Liberty Leading the PeopleDelacroix's most influential work came in 1830 with the painting, Liberty Leading the People. This painting serves to show the difference between the romantic style of painting and the neoclassical style of Jean Auguste Dominique Ingres. This powerful work is probably his best known painting, an unforgettable image of people gallantly marching forward under the banner of the tricolour representing liberty and freedom. He has used a blend of contemporary events, with a romantic image of the spirit of liberty, rather than many paintings which were either one or the other. The soldiers lying dead at the front right contrast with the figures fighting for liberty at the top. It seems liberty is winning, and it is as though she is bringing the forces together for the final battle.

The French government bought the painting but officials deemed its glorification of the idea of liberty as too inflammatory and removed it from public view. Nonetheless, Delacroix still received many government commissions for murals and ceiling paintings. He seems to have been trying to represent the spirit and the character of the people, rather than glorify the actual event, a revolution against King Charles X which did little other than bringing a different king, Louis Philippe, to power.

Following the Revolution of 1848 that saw the end of the reign of King Louis Philippe, Delacroix's painting, Liberty Leading the People, was finally put on display by the newly elected President, Napoleon III of France. Today, it is visible in the Louvre museum.

The boy holding a gun up, on the right is sometimes thought to be an inspiration of the Gavroche character in Victor Hugo's Les Misérables novel

Travel to North Africa

Sultan of MoroccoIn 1832, he traveled to Spain and North Africa, a trip that would influence the subject matter of a great many of his future paintings.
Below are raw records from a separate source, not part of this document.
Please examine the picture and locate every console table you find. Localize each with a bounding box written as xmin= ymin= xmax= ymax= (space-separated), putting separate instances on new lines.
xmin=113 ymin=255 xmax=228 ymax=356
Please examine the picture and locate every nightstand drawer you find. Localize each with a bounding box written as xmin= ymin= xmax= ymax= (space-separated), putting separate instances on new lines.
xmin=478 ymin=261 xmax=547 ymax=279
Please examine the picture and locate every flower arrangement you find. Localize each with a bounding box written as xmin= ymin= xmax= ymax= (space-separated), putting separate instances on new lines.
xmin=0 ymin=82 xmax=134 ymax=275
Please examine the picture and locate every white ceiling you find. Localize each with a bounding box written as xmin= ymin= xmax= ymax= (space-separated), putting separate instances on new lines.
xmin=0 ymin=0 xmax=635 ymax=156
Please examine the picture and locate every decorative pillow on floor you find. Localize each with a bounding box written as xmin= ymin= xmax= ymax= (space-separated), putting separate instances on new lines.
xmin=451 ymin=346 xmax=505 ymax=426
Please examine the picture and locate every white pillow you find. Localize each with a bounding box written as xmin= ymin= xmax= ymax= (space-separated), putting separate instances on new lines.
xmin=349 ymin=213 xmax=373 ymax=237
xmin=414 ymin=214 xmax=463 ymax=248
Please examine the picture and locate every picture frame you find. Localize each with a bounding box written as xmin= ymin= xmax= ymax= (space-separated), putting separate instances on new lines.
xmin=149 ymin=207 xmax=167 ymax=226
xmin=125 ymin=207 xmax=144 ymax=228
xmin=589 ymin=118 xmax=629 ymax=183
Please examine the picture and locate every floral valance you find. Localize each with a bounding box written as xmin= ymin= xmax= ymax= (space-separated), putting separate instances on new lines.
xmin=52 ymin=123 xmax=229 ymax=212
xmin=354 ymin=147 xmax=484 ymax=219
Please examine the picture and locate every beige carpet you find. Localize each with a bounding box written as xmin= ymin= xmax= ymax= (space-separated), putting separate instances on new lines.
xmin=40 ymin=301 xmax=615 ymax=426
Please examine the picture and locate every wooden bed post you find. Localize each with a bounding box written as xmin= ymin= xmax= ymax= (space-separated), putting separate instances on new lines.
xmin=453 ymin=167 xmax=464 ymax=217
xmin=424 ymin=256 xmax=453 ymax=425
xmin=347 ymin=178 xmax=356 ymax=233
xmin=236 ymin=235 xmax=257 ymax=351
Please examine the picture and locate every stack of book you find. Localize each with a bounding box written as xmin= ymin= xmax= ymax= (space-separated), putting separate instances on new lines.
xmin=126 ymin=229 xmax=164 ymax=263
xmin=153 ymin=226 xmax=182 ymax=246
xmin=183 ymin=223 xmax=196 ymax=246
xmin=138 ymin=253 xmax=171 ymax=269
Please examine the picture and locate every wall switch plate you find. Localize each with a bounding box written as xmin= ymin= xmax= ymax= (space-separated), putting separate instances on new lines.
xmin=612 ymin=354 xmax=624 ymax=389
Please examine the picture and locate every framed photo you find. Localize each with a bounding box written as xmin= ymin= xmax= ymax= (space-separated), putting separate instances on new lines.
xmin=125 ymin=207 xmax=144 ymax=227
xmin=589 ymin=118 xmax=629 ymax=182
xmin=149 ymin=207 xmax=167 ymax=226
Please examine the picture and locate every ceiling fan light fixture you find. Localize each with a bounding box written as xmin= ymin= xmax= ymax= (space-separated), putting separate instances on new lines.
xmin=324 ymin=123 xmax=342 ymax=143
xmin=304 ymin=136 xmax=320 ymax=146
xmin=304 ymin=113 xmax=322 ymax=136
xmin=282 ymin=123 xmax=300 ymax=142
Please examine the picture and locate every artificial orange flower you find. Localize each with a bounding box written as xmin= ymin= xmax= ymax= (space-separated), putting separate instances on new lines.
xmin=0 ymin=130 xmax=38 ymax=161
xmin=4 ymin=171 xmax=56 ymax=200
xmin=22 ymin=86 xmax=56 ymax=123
Many of Delacroix's later works were based on what he saw during this trip. As part of a diplomatic mission to Morocco shortly after the French conquered Algeria, Delacroix was entranced by the people and the costumes. He believed that the locals in North Africa dressed similar to how the people of Classic Rome and Greece would have dressed, and thought that the best way to study what would have been classic clothing would be to study the culture of the North African people.

He had some trouble getting Moslem women to pose for him. He did manage to sketch some women secretly in Tangier, as shown in the painting of Women of Algiers in their apartment. While he did not find it too difficult to paint the men, he had more trouble with the women, because of the strict Moslem rules where women must be covered. Instead he painted some Jewish women living in North Africa, such as Jewish bride, because they did not have the same dress code and laws against women been depicted. Islamic art has traditionally been more designs and arabesques than the human figure, where the depiction of people was often frowned on, or regarded as blasphemy. Delacroix sometimes had to hide what he was doing from the local people.

While at Tangier he made many sketches of the people and the city around him, for paintings which he would paint sometimes much later. Many of the paintings he used imagery based just from this one trip. In fact, he did over 100 paintings and drawings of scenes from or based from the life of the people of North Africa. He not only used imagery from scenes of people in these works, but also he saw animals, which he incorporated into the paintings. In Arab Horses Fighting in a Stable and The Lion Hunt in Morocco, he used images of horses and lions along with people in costume to portray the life in North Africa. In another painting with both animals and humans, Moroccan Saddling his horse, the man has a more important role.